Although they spend more than half the year hibernating in freezing temperatures, brown bears (arctic ursus) remain remarkably healthy. These idle giants rarely suffer from diseases such as blood clots, which can occur in humans who experience only temporary episodes of immobility and can be fatal. “Patients who come to the hospital with a broken leg are usually susceptible to developing thrombosis,” says Tobias Petzold, cardiologist at the German Cardiovascular Research Center. “But in contrast, brown bears, which hang around for a few months, don’t develop clots.”
In a new study published Thursday in the journal SciencePetzold and his colleagues have identified a protein that helps hibernating bears avoid dangerous clotting that can prevent blood flow during their long winter sleep.
To determine how dormant bears continue to pump blood during months of torpor, Petzold and his colleagues teamed up with biologists studying a population of brown bears in Sweden. Biologists took blood samples from 13 hibernating bears in their dens during the winter. Over the summer, biologists collected additional blood from the same bears after throwing tranquilizer darts at them from a helicopter.
The researchers then subjected these samples to a battery of blood tests. They found that the amounts of more than 150 proteins varied widely between the blood of hibernating and active bears and focused on proteins in platelets – the blood components that cause clotting. The platelet protein with the greatest disparity between active and hibernating bears was heat shock protein 47 (HSP47).
HSP47 recruits an enzyme called thrombin that helps platelets stick together and form clots. In active bears, HSP47 helps repair cuts and stop bleeding. But hibernating bears, snug in their dens, have little use for this clotting protein. On average, platelets from hibernating bears produced 55 times less HSP47 protein than those from active bears.
“We hadn’t heard much about this protein and were completely surprised to find out that it had such a big impact,” says Manuela Thienel, lead author of the paper, also at the German Center for Cardiovascular Research. Thienel says decreasing levels of this particular protein likely reduces the propensity of platelets to clump together and restrict blood flow.
Mirta Schattner, a biologist at the Laboratory of Experimental Thrombosis and Immunobiology of Inflammation at the Institute of Experimental Medicine in Argentina, agrees. “This cellular interaction [of HSP47 proteins] is beneficial when limited and is [also] very important for containing infections” and inflammation, says Schattner, who was not involved with the research team but wrote a commentary on the new study in Science.
To determine if a similar mechanism prevents blood clotting in chronically immobile humans, the researchers compared blood samples from patients who had suffered debilitating spinal injuries with samples from their active counterparts. Like that of hibernating bears, the blood of chronically immobile patients contained fewer circulating HSP47 proteins. “Downregulating HSP47 during hibernation in bears or chronically immobilized patients reduces thromboinflammation” and thus reduces the risk of blood clots, Schattner explains.

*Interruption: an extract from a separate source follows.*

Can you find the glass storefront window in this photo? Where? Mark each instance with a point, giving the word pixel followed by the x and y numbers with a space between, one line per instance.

The team also drew blood from several healthy people before participating in a month-long spaceflight simulation study conducted by NASA and the German Aerospace Center. After the participants experienced 27 days of head-down bed rest, the researchers collected another set of samples to see how the prolonged immobilization had impacted their physiology. The team found that the participants’ platelets began to produce significantly less HSP47 during their experimental immobilization.
The researchers found a similar pattern in the blood of mobility-impaired pigs and lab-bred mice. They postulate that reduced expression of HSP47 proteins may be a mechanism used in mammals to prevent clotting during prolonged periods of rest. But this approach appears to take time to develop – in humans, people with short-term immobility due to disease or injury are more likely to clot than chronically immobile people with brain damage. spinal cord.
Petzold says the new findings underscore how understanding the biology of bears and other animals can provide insight into how the human body works. And they could potentially inspire refined treatments to prevent clotting in patients with temporary immobility. “By examining how hibernating bears in the wild prevent clots, we now know that humans do the same to prevent blood clots,” he says.